Sınıfsal eşitsizlik ve ayrıştırıcı retorik, kutuplaşmaya neden olan en önemli unsurlar olarak öne çıkıyor. Ancak bu iki unsur kutuplaşmanın boyutlarını anlamak için yeterli değil. Sıradan insanların "biz" ve "onlar" ayrımına dayalı antagonist anlatıları neden ve nasıl benimsediklerini anlayabilmek için iki tarafın da hikâyelerini dinlemek gerekiyor. Bu da elbette kolay bir iş değil.

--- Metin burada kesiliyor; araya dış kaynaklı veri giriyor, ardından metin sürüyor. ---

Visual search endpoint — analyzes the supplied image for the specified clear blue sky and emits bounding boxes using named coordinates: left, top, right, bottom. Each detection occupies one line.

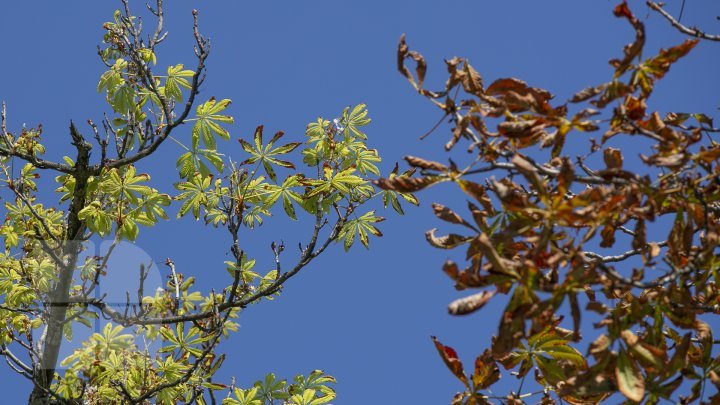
left=1, top=0, right=719, bottom=403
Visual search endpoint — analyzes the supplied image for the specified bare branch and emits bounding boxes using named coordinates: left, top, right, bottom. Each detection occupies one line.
left=590, top=259, right=694, bottom=289
left=582, top=240, right=668, bottom=263
left=647, top=1, right=720, bottom=41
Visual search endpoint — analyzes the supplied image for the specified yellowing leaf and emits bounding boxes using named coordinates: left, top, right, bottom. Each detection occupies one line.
left=616, top=349, right=645, bottom=402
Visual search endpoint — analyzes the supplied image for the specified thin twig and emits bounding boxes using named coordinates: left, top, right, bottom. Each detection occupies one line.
left=647, top=1, right=720, bottom=41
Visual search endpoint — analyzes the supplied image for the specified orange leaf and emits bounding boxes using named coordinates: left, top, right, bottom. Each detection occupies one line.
left=432, top=336, right=469, bottom=388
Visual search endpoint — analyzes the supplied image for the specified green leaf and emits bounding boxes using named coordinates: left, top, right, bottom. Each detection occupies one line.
left=78, top=201, right=113, bottom=236
left=341, top=103, right=371, bottom=139
left=239, top=125, right=300, bottom=182
left=262, top=175, right=303, bottom=219
left=254, top=373, right=289, bottom=401
left=100, top=166, right=153, bottom=205
left=305, top=166, right=367, bottom=199
left=337, top=211, right=385, bottom=251
left=175, top=174, right=211, bottom=219
left=224, top=387, right=262, bottom=405
left=192, top=98, right=233, bottom=150
left=165, top=64, right=194, bottom=102
left=176, top=148, right=225, bottom=179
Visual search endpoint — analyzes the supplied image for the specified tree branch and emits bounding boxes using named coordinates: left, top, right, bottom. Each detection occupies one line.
left=647, top=1, right=720, bottom=41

Lula da Silva, Brezilya'nın en yoksul kesimlerinden gelen ilk devlet başkanıydı ve kendisiyle aynı şartlarda yaşayan insanlara yeni bir hikâye sunmayı başarmıştı. Ancak Lula'nın anlatısına dayalı siyaset (Lulismo) güçlendikçe karşısında bir başka anlatı şekillenmeye başladı. Buna göre Lulismo'nun hegemonik bir proje olarak pekişmesi, Brezilya'yı yaşanmaz hale getirecekti. PT iktidarında Brezilya, tıpkı Venezuela gibi adım adım krize ve kaosa sürüklenecekti. Son seçim sonuçları gösteriyor ki Lula iktidara geri dönse de bu anlatı Bolsonaro'nun öncülüğünde şekillenmeye devam edecek.

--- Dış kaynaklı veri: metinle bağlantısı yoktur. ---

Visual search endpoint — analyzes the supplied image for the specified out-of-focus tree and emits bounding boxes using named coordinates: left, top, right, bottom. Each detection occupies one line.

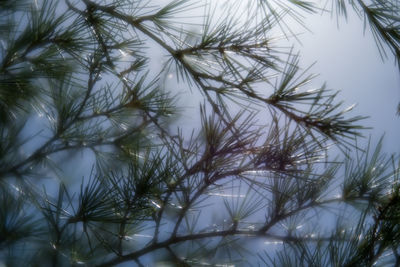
left=0, top=0, right=399, bottom=266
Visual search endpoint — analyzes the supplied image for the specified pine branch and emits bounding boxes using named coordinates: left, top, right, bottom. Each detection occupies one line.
left=96, top=228, right=340, bottom=267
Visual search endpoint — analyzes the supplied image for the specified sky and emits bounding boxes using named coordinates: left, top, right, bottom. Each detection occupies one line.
left=241, top=1, right=395, bottom=150
left=298, top=8, right=400, bottom=154
left=156, top=0, right=400, bottom=156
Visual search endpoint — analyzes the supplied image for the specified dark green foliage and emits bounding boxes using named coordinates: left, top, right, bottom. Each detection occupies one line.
left=0, top=0, right=399, bottom=266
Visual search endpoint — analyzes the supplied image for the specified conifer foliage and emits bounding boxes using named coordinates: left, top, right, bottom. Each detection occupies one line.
left=0, top=0, right=399, bottom=266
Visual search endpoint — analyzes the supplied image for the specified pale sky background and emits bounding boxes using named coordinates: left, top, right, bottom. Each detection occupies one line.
left=161, top=0, right=400, bottom=155
left=299, top=9, right=400, bottom=154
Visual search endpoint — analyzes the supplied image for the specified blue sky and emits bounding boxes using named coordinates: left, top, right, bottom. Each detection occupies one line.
left=163, top=0, right=400, bottom=155
left=299, top=9, right=400, bottom=153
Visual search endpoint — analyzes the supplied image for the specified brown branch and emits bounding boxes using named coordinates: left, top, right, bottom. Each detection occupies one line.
left=97, top=227, right=343, bottom=267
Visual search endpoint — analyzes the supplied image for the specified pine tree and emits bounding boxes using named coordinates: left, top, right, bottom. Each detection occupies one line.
left=1, top=0, right=399, bottom=266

Önümüzdeki süreçte "iki Brezilya"nın hikâyesini bol bol dinleyeceğiz. Diğer yandan kendi anlatılarını kendileri kurmaya çalışan, başka bir dil kullanmaya özen gösteren, derin kutuplaşma ortamında kendi çabalarıyla özerk bir politik alan açmak için uğraşan yerlilerin, siyahların, kadınların, LGBTİQ+'ların, öğrencilerin, işçilerin ve topraksızların hikâyelerine de kulak vermek gerekiyor.

Esra Akgemci kimdir?

Esra Akgemci, Lisans eğitimini Hacettepe İktisat (İngilizce), yüksek lisans ve doktora eğitimini Ankara Üniversitesi Uluslararası İlişkiler Bölümünde tamamladı. ABD, Meksika, Şili ve Brezilya’da lisansüstü araştırmalarda bulundu.

Kâzım Ateş ile birlikte Dünyanın Ters Köşesi Latin Amerika: Tarih, Toplum, Kültür (İletişim, 2020) adlı kitabı derledi. Selçuk Üniversitesi Uluslararası İlişkiler Bölümü’nde doktor öğretim üyesi. ODTÜ Latin ve Kuzey Amerika Çalışmaları programında yüksek lisans dersleri veriyor.